Who is the Customer?

In Business Consulting methods such as Lean Thinking and Strategic Analysis, we are asked one simple question before any other. Who is the customer and what do they need? The customer can be an individual or a group of individuals or a corporation with a board and officers. In our missiological world we are dealing with all of creation and our Lord, Jesus is the customer. If we ask what does he want, the usual response is converts, for people to be saved, yet as Wright points out, our role, is to work for the restoration of all creation as well as evangelize, teach, heal et all [1].

Jesus told Peter to feed my sheep, and through Peter the church. Part of this is to work to mitigate the suffering of people, churched and un-churched, we translate this into food banks (incredibly valuable to those who need them), prayer, visiting the sick, training in life skills and other one on one type activity. Jesus also told us to make disciples of all (wo)men, everywhere.

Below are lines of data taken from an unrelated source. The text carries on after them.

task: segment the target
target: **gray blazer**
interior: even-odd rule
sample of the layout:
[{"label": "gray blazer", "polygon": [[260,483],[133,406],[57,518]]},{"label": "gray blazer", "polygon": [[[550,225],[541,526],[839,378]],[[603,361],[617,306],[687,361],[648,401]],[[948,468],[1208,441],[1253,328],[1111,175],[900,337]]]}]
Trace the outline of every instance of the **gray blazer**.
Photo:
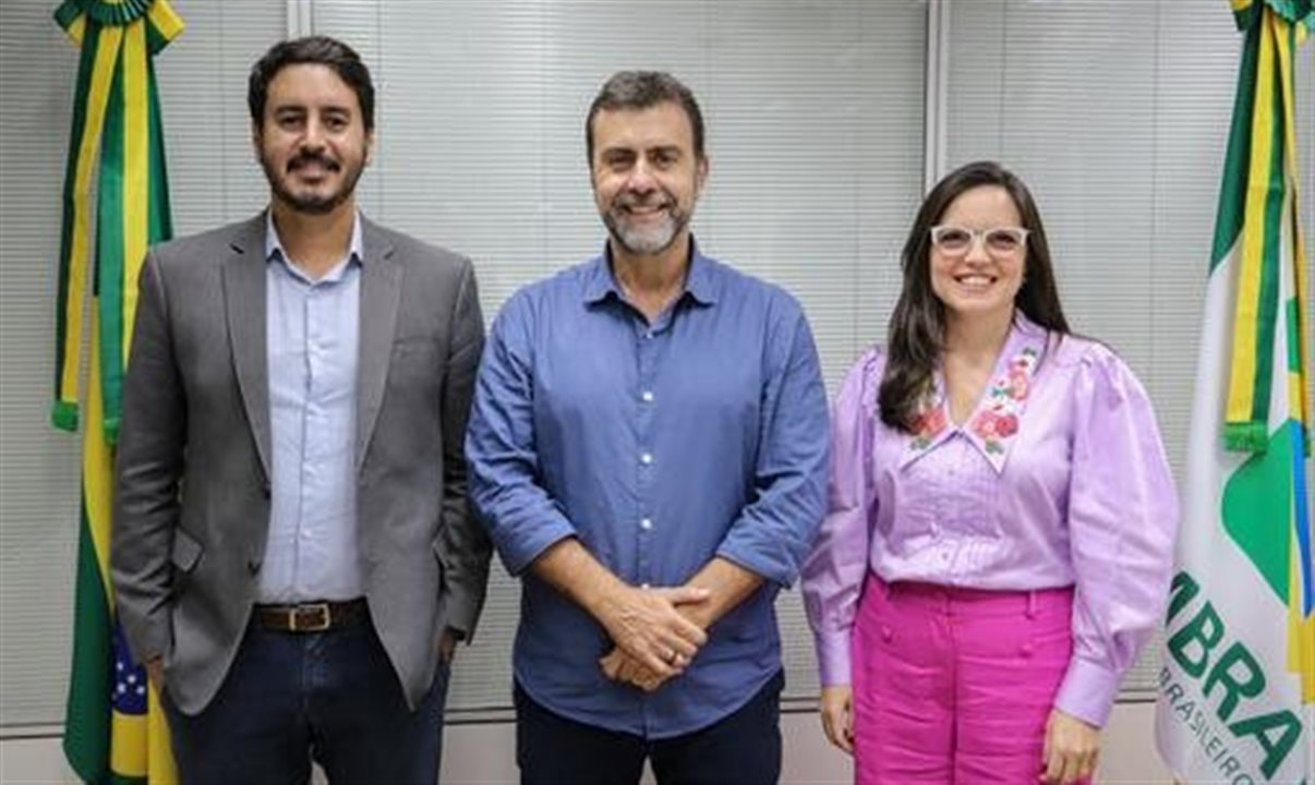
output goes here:
[{"label": "gray blazer", "polygon": [[[110,550],[133,654],[205,707],[259,586],[270,525],[264,216],[147,255],[124,381]],[[358,542],[375,627],[414,707],[447,626],[467,639],[490,544],[462,443],[484,345],[468,259],[362,218]]]}]

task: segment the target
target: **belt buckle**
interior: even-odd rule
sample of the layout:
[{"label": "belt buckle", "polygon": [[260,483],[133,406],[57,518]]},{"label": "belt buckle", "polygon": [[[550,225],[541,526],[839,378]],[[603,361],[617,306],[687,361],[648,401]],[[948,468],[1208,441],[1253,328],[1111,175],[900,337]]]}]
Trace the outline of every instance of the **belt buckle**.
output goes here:
[{"label": "belt buckle", "polygon": [[[313,621],[302,625],[304,618]],[[288,622],[293,632],[323,632],[333,625],[333,615],[329,613],[327,602],[308,602],[291,609]]]}]

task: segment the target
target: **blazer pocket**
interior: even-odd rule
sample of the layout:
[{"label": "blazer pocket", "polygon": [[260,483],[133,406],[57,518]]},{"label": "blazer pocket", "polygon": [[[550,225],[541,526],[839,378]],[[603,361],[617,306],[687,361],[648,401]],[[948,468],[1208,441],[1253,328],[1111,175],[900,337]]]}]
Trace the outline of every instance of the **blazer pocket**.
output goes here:
[{"label": "blazer pocket", "polygon": [[447,565],[443,564],[443,533],[439,531],[438,539],[434,540],[434,561],[438,564],[438,590],[443,590],[443,579],[447,577]]},{"label": "blazer pocket", "polygon": [[196,569],[203,551],[205,548],[191,534],[181,529],[174,530],[174,547],[170,550],[170,563],[174,565],[175,594],[181,592],[187,585],[187,577]]}]

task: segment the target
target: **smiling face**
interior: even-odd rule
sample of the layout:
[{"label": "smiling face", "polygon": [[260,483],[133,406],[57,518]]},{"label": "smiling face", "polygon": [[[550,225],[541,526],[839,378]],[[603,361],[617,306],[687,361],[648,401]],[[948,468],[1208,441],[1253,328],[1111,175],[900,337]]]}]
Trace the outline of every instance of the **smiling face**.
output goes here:
[{"label": "smiling face", "polygon": [[685,110],[669,101],[602,110],[590,133],[594,201],[613,242],[651,256],[685,241],[707,175]]},{"label": "smiling face", "polygon": [[356,93],[329,66],[287,66],[270,80],[264,117],[254,129],[274,199],[323,214],[351,199],[370,160]]},{"label": "smiling face", "polygon": [[978,185],[960,193],[938,221],[974,234],[965,252],[947,254],[931,247],[931,288],[952,317],[1001,317],[1013,312],[1014,296],[1023,285],[1027,246],[1013,251],[985,242],[982,233],[999,227],[1019,227],[1022,217],[1009,191],[999,185]]}]

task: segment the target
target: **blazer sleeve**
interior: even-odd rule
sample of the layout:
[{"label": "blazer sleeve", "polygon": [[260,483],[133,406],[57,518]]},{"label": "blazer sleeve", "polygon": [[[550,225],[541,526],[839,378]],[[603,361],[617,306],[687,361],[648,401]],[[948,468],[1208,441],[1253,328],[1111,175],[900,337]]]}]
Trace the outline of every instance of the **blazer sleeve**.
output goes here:
[{"label": "blazer sleeve", "polygon": [[179,372],[160,266],[146,256],[116,464],[110,575],[118,619],[138,661],[171,644],[170,551],[178,526],[179,480],[187,438],[187,398]]},{"label": "blazer sleeve", "polygon": [[475,271],[463,259],[456,306],[452,310],[452,345],[443,375],[443,533],[438,542],[443,561],[443,605],[447,626],[467,640],[484,606],[493,546],[475,518],[463,446],[475,393],[475,373],[484,351],[484,316]]}]

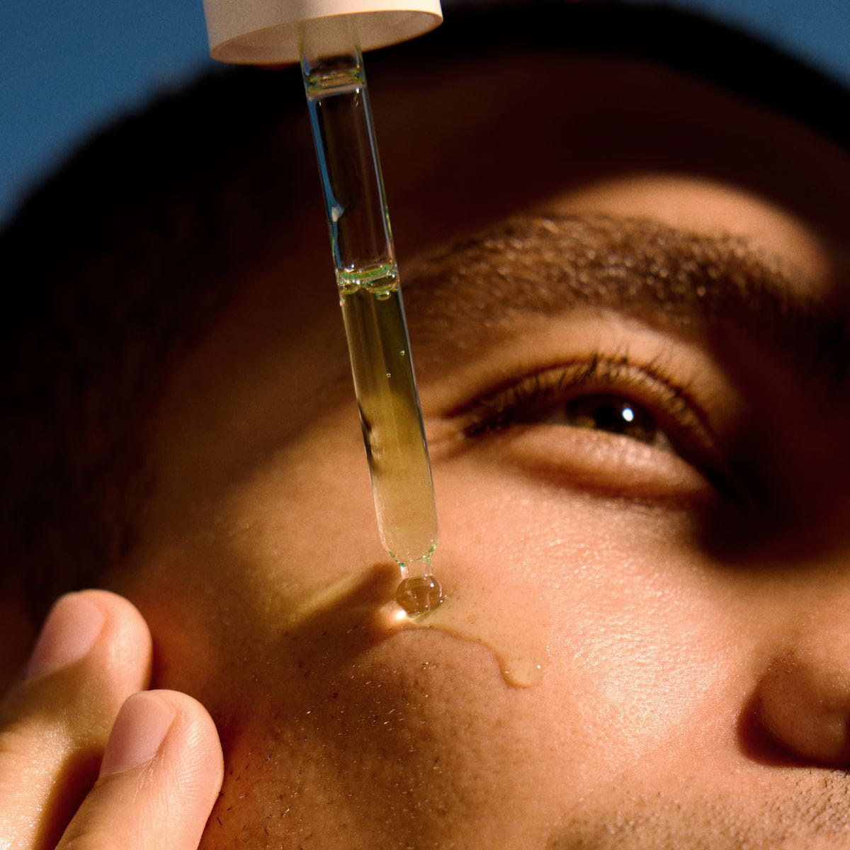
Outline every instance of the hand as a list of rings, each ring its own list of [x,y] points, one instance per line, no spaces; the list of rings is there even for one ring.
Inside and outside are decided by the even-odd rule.
[[[0,704],[0,850],[197,847],[221,745],[196,700],[143,690],[150,672],[150,635],[126,599],[56,603]]]

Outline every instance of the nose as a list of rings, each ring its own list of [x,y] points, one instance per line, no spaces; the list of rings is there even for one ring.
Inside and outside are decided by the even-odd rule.
[[[850,612],[819,611],[786,637],[758,686],[762,723],[807,762],[850,766]]]

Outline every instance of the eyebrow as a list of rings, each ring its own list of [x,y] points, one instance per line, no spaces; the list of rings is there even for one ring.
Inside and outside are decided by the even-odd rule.
[[[429,366],[498,344],[521,315],[586,307],[711,334],[717,345],[734,330],[833,388],[850,373],[847,293],[806,294],[801,271],[740,236],[644,218],[516,216],[403,280],[414,350]]]

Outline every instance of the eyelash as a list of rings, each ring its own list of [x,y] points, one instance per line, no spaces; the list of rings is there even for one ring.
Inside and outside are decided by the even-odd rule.
[[[504,382],[456,413],[462,417],[463,435],[475,439],[517,425],[534,424],[536,418],[581,395],[620,396],[644,407],[673,451],[725,495],[737,499],[737,487],[724,468],[705,413],[688,392],[688,382],[675,382],[658,362],[638,365],[627,355],[596,354]]]

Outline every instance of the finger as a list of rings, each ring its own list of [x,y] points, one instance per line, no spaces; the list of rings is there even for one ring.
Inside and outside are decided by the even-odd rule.
[[[150,636],[127,600],[61,598],[0,706],[3,847],[54,847],[97,777],[122,703],[147,685]]]
[[[136,694],[57,850],[195,850],[223,778],[218,735],[199,702],[176,691]]]

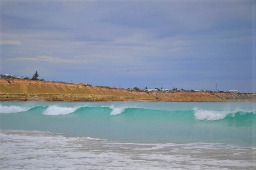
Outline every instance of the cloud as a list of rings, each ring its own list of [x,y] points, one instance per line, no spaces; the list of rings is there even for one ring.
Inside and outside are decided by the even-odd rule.
[[[5,40],[1,41],[0,44],[15,44],[19,45],[20,44],[22,44],[22,43],[19,41]]]

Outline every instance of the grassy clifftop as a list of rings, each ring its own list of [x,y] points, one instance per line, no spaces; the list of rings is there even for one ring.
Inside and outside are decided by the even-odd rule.
[[[255,94],[145,92],[16,79],[0,79],[1,101],[255,102]]]

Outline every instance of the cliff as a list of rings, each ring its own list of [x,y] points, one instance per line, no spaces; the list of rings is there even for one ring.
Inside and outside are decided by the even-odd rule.
[[[0,79],[0,101],[256,102],[256,94],[130,91],[83,83]]]

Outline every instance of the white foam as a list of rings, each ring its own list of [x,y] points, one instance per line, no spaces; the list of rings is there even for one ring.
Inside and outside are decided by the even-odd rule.
[[[111,112],[110,114],[111,115],[116,115],[117,114],[122,113],[127,108],[114,108],[111,106],[110,108],[112,109],[112,111]]]
[[[79,108],[64,108],[56,106],[50,106],[44,111],[43,114],[47,115],[65,115],[74,112]]]
[[[31,109],[31,107],[20,107],[16,106],[2,106],[0,105],[0,113],[12,113],[22,112]]]
[[[256,167],[253,158],[256,154],[255,147],[207,143],[113,143],[34,131],[0,130],[0,136],[1,169],[229,170]]]
[[[195,116],[197,120],[216,120],[225,118],[229,114],[234,116],[235,112],[230,111],[208,110],[194,108]]]

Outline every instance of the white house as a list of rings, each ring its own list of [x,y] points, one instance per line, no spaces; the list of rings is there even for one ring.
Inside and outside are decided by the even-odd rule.
[[[228,91],[227,91],[227,92],[230,92],[230,93],[239,93],[239,91],[235,91],[235,90]]]
[[[155,88],[147,88],[146,89],[147,91],[157,91],[158,90]]]
[[[2,79],[12,79],[16,77],[14,74],[0,74],[0,78]]]

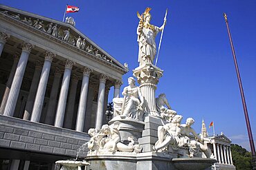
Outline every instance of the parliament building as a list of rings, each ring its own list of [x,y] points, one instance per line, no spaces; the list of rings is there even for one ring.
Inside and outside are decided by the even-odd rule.
[[[0,169],[54,169],[107,122],[128,69],[75,25],[0,5]]]

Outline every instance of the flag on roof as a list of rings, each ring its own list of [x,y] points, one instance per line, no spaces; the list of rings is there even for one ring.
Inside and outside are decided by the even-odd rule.
[[[213,121],[212,121],[210,123],[210,126],[209,126],[209,128],[210,128],[211,127],[213,126]]]
[[[77,6],[67,6],[66,13],[77,12],[79,11],[79,8]]]

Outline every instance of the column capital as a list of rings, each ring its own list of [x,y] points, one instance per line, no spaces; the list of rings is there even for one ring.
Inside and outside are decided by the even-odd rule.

Last month I had the pleasure of sitting in a small leaders group with Alan and Kathryn Scott of Colerain Vineyard, Northern Ireland. A community of some thousands of believers, meeting in a purpose built mission center. Alan told us that when they discerned that their objective was to “find and love the lost” they reviewed all activities and stopped anything that was just inward looking. Including the men’s bacon roll breakfast. All new activity (mission) must be looking out from the church to the community. What would we find if we did such an audit on our own fellowships?  Spotlight and disclosing tools such as these can help us to look past our history, see what we are actually doing and re-focus on the job we were given.